We had no choice, we had to burn it. Everything was wet, our clothes, tents, and other stuff. It made no sense to sit there and shiver, this was the only dry wood in the North Woods.
This wood ... it's all about the wood ... was dry but “punky.” The edges and ends of each log shredded like cheese between our fingers. We finally got a fire going, but it turned out to be more like a smolder than a blaze.
We did our best to dry ourselves and our stuff by its anemic flame. But I think we only smoked ourselves and our gear like the natives once did, maybe still do, when curing strips of salmon on drying racks by the fire. We never really dried out till we ran into the Saint John the next day or so, and basked in a warm sun on the American side.
One other time, Aaron and I were way up on the Kedgwick, maybe even in Québec, and it was dry, well, not raining. We camped that night just up from a rocky shore, where beaver-chaw ends and de-barked bracken from alders and such had fetched up in a ragged pile.
It was mostly softwood, dry, and burnt fairly fast, but there sure was lots of it at arm's reach. And it was nearly smokeless. That was a good night, no rain, a soothing spring breeze, and best of all, no bugs.

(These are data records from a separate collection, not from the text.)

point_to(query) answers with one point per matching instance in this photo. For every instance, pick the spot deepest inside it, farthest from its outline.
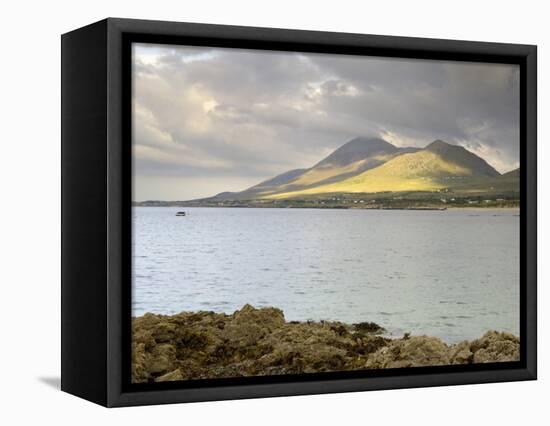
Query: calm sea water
(452, 274)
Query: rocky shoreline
(259, 342)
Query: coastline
(260, 342)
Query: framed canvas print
(253, 212)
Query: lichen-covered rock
(495, 347)
(170, 377)
(416, 351)
(259, 342)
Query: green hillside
(438, 166)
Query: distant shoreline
(168, 205)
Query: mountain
(352, 158)
(511, 174)
(372, 165)
(265, 187)
(437, 166)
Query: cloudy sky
(207, 120)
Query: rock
(415, 351)
(368, 328)
(259, 342)
(170, 377)
(461, 353)
(495, 347)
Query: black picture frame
(96, 211)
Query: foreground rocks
(256, 342)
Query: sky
(208, 120)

Then there was the campfire on the shore of the Restigouche. I was with Pete that time.
Over many generations, lumberjacks had man-handled billions of logs down this stream to the mills at river's end. So our wood du jour was pulp logs, and there was no shortage.
It took a lot of coaxing to start the fire, but soon enough, a pile of logs lay simmering, yes simmering, in a heap. They were so wet and rotten, steam and spit spewed in ribbons from the sawed-off ends facing away from the fire's centre.
Were the pulp logs “punky” or “doty,” that's the burning question. But they were good enough for us to haul up a stump and stare into the fire, such as it was.
Sometimes the best wood for a campfire is the wood you bring along from home ... as long as you are confident there are no harmful bugs in your “imported” wood that may escape into the ecosystem. This source of wood has saved me and kept me warm many a time on a wet and cold night.
Oh, and I gotta add this. Did you stop and consider why your burning wood snaps, cracks and spits up sparks all the time? Chances are it's because a bug's remains in the wood are going incandescent. Valhalla, baby.
I could go on, you betcha, about how the wood makes the fire, but I think the company we share around the fire is the most important component of all.